Finke-Belegschaft ist besorgt 200 Mitarbeiter bangen um Arbeitsplatz

Münster/Paderborn -

Das Einrichtungshaus Finke wird Ende des Jahres von der Krieger-Gruppe, zu der Höffner gehört, übernommen. Bekannt wurde jetzt, dass 2019 der Finke-Hauptsitz in Paderborn geschlossen werden soll. Aber auch die Filialen sollen umstrukturiert werden.

Von Gabriele Hillmoth
Die Filiale in Münster soll erhalten bleiben, ungewiss ist nur, in welcher Größe der Verkauf dort fortgesetzt wird.
Die Filiale in Münster soll erhalten bleiben, ungewiss ist nur, in welcher Größe der Verkauf dort fortgesetzt wird. Foto: Matthias Ahlke

Die Belegschaft von Möbel Finke in Münster ist besorgt. In welchem Umfang ihre Arbeitsplätze bei der Übernahme des Einrichtungshauses durch das Unternehmen Höffner gefährdet sein werden, ist noch unklar. Ende des Jahres soll die Übernahme des Betriebes durch die Krieger-Gruppe, zu der das Möbelunternehmen Höffner gehört, erfolgen. Das Bundeskartellamt habe im Oktober zugestimmt, heißt es.
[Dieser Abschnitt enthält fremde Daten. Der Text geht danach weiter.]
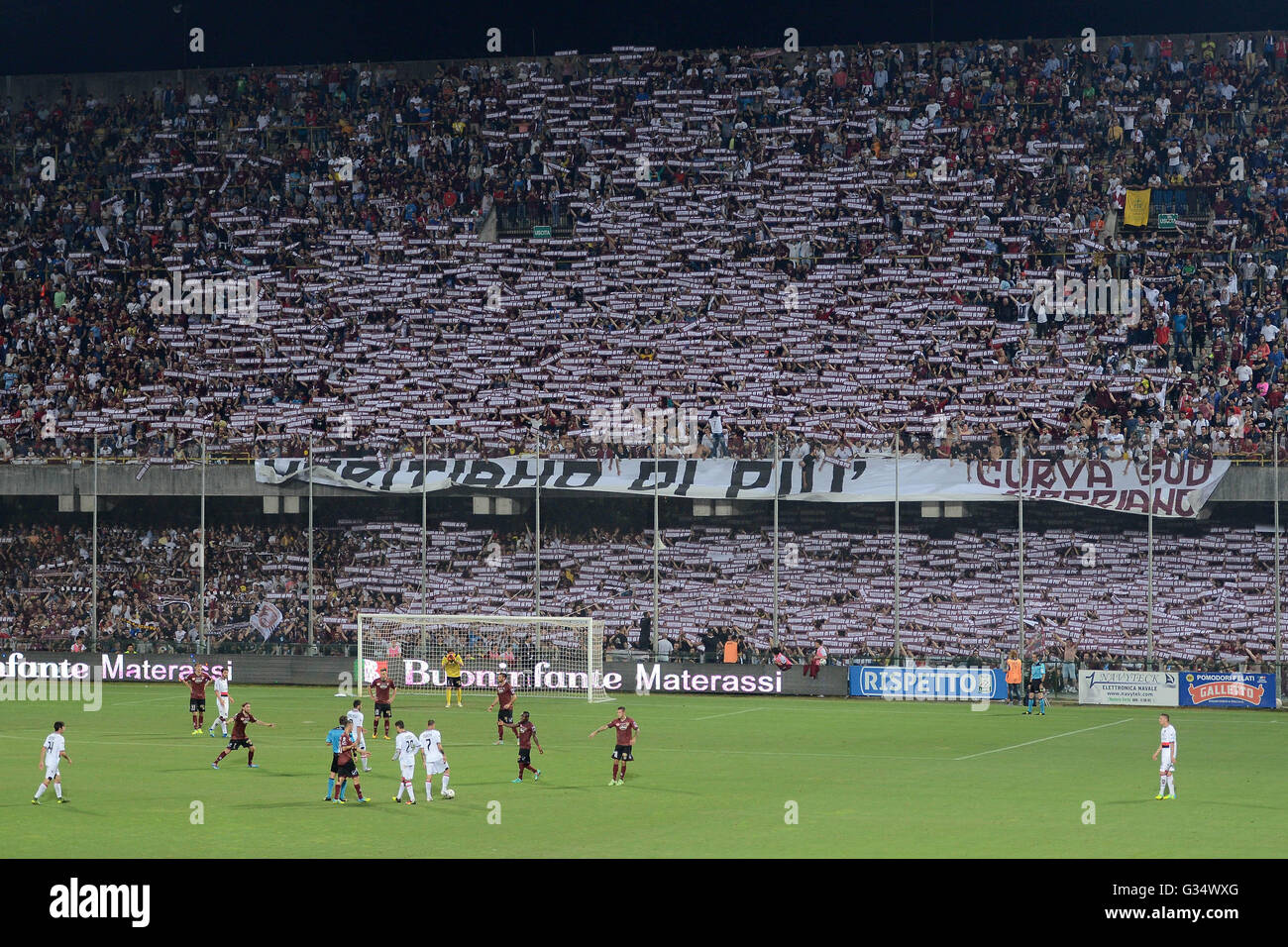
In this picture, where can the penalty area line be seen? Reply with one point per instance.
(1042, 740)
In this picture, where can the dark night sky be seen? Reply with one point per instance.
(99, 35)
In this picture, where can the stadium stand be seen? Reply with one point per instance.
(837, 249)
(832, 247)
(958, 583)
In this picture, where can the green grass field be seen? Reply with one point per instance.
(713, 777)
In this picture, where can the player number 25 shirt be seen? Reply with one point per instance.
(623, 729)
(407, 745)
(54, 746)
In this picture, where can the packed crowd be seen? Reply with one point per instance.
(833, 247)
(1085, 582)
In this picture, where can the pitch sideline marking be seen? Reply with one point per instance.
(732, 712)
(1042, 740)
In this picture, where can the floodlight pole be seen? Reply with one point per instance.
(202, 644)
(1020, 525)
(657, 517)
(536, 574)
(93, 579)
(310, 543)
(777, 476)
(1279, 656)
(1149, 587)
(898, 638)
(424, 532)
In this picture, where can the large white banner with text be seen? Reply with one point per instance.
(1179, 488)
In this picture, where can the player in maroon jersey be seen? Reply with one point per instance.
(505, 715)
(626, 729)
(239, 741)
(196, 681)
(527, 733)
(382, 693)
(346, 768)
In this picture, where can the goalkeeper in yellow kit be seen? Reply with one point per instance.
(452, 668)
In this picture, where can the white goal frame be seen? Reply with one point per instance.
(555, 671)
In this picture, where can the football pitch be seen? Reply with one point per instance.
(712, 777)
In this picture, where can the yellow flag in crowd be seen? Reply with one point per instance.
(1136, 210)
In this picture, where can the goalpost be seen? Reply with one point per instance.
(553, 655)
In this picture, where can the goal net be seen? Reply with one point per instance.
(553, 655)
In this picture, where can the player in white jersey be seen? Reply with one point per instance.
(1166, 767)
(436, 761)
(406, 746)
(53, 751)
(220, 684)
(360, 735)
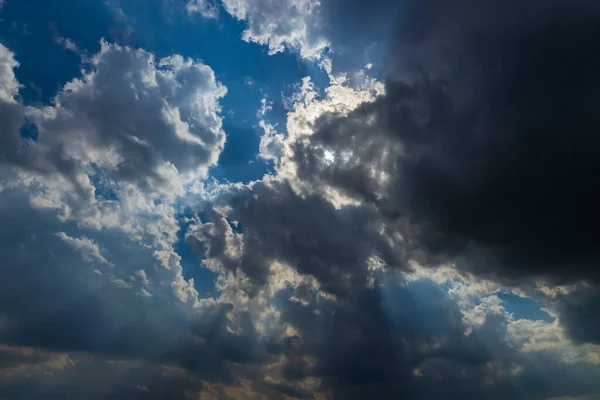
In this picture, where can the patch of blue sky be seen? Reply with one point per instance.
(31, 29)
(524, 308)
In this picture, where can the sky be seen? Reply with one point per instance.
(299, 199)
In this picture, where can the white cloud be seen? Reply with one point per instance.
(206, 8)
(281, 24)
(89, 249)
(9, 85)
(152, 123)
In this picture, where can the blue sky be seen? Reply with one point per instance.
(297, 199)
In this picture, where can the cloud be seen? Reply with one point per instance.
(89, 249)
(206, 8)
(487, 160)
(280, 25)
(133, 117)
(369, 265)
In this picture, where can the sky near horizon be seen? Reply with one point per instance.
(299, 199)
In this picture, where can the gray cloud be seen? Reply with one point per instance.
(486, 134)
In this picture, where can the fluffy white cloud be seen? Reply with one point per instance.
(281, 24)
(139, 120)
(89, 249)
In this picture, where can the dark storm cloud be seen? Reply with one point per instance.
(307, 233)
(488, 131)
(409, 341)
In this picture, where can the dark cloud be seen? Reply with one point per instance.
(488, 131)
(307, 233)
(54, 300)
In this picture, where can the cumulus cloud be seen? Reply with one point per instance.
(281, 24)
(134, 117)
(370, 264)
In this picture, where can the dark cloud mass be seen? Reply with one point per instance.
(488, 132)
(483, 152)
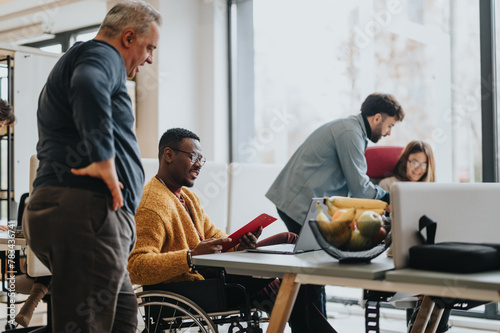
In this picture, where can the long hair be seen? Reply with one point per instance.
(402, 164)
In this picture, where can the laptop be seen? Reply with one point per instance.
(306, 241)
(464, 212)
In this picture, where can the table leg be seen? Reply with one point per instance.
(434, 320)
(423, 315)
(284, 304)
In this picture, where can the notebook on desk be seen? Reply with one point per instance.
(306, 241)
(464, 212)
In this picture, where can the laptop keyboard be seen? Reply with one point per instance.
(283, 248)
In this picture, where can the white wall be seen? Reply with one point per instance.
(192, 75)
(30, 74)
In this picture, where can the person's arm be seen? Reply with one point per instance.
(90, 91)
(106, 171)
(147, 264)
(351, 151)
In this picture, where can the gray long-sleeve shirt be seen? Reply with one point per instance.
(84, 116)
(331, 161)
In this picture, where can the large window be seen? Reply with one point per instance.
(315, 61)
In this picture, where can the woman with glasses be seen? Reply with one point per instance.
(416, 164)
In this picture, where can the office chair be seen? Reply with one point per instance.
(35, 268)
(380, 161)
(198, 306)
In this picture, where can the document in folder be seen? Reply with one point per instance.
(263, 220)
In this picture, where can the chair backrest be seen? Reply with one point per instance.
(381, 161)
(247, 188)
(34, 265)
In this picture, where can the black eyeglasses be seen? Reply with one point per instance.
(416, 164)
(194, 156)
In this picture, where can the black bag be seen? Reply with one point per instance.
(456, 257)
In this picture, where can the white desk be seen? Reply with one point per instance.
(319, 268)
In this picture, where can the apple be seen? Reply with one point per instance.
(336, 233)
(379, 236)
(369, 223)
(358, 242)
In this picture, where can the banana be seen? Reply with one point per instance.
(359, 212)
(336, 234)
(321, 215)
(331, 208)
(346, 216)
(344, 202)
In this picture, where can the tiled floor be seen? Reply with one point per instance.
(346, 318)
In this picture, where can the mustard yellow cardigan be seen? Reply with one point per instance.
(165, 232)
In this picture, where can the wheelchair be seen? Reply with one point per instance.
(197, 306)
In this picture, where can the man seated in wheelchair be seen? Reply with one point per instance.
(172, 227)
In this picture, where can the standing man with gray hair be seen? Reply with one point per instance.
(80, 218)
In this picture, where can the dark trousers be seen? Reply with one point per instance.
(306, 316)
(86, 245)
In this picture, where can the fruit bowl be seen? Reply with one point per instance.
(345, 256)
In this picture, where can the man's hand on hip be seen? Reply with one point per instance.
(106, 171)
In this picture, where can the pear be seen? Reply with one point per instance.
(369, 223)
(358, 242)
(336, 233)
(331, 208)
(321, 215)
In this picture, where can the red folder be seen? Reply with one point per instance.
(263, 220)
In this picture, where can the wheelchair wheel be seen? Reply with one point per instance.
(163, 311)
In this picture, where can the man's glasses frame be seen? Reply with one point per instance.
(194, 156)
(416, 164)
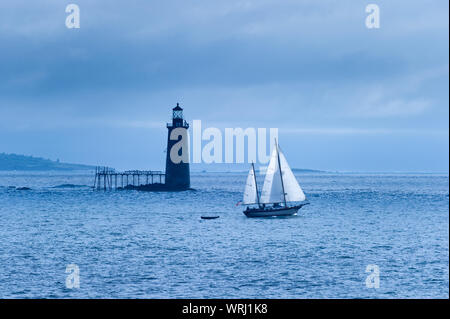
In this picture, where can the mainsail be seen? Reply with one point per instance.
(251, 192)
(279, 176)
(294, 192)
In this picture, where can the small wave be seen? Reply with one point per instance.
(69, 186)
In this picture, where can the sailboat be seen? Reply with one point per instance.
(279, 191)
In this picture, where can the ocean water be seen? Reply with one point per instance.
(130, 244)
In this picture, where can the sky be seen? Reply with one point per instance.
(344, 97)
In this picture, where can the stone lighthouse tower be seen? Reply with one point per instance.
(177, 159)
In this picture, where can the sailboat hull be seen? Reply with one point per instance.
(272, 212)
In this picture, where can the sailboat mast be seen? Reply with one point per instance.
(281, 173)
(256, 184)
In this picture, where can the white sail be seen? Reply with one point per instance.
(250, 195)
(272, 191)
(294, 192)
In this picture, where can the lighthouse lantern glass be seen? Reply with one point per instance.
(177, 114)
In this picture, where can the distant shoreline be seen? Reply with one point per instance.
(15, 162)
200 Beschäftigte bangen, 300 bereits betroffen

Während in der münsterischen Filiale in Nienberge unter den rund 200 Beschäftigten große Unsicherheit herrscht, ist bereits jetzt klar, dass der Stammsitz von Finke in Paderborn Mitte des kommenden Jahres geschlossen und abgerissen werden soll.

Medienberichten zufolge sollen davon mehr als 300 Mitarbeiter in Paderborn betroffen sein.

Sanierungsmaßnahmen angekündigt

Die Finke-Filialen Münster, Hamm und Kassel sollen demnach ab dem kommenden Jahr von der Zentral-Verwaltung der Krieger-Gruppe in Berlin geführt werden. Gleichzeitig heißt es, dass auch in den Filialen umfangreiche Sanierungsmaßnahmen notwendig seien, weil Finke zu hohe Kosten verursache.

Mit dem Betriebsrat sollen Sozialpläne erarbeitet und notwendige Anpassungen so sozialverträglich wie möglich gestaltet werden, so der neue Eigentümer Kurt Krieger in einem Bericht des „Westfalen-Blatts“. Er erklärte, dass sich das Unternehmen neu aufstellen müsse, um eine Zukunft zu haben. Krieger spricht von einem Sanierungsfall.

Erst im August gaben beide Unternehmen bekannt, dass sich Höffner mit Wilfried Finke, dem Eigentümer der Paderborner Firma, über den Erwerb der Finke-Gruppe geeinigt habe.

In der vergangenen Woche feierte das Finke-Haus in Münster in großem Stil sein 30-jähriges Bestehen. Das Besucher-Echo war gewaltig, zeitweise waren alle Straßen rund um den Standort dicht.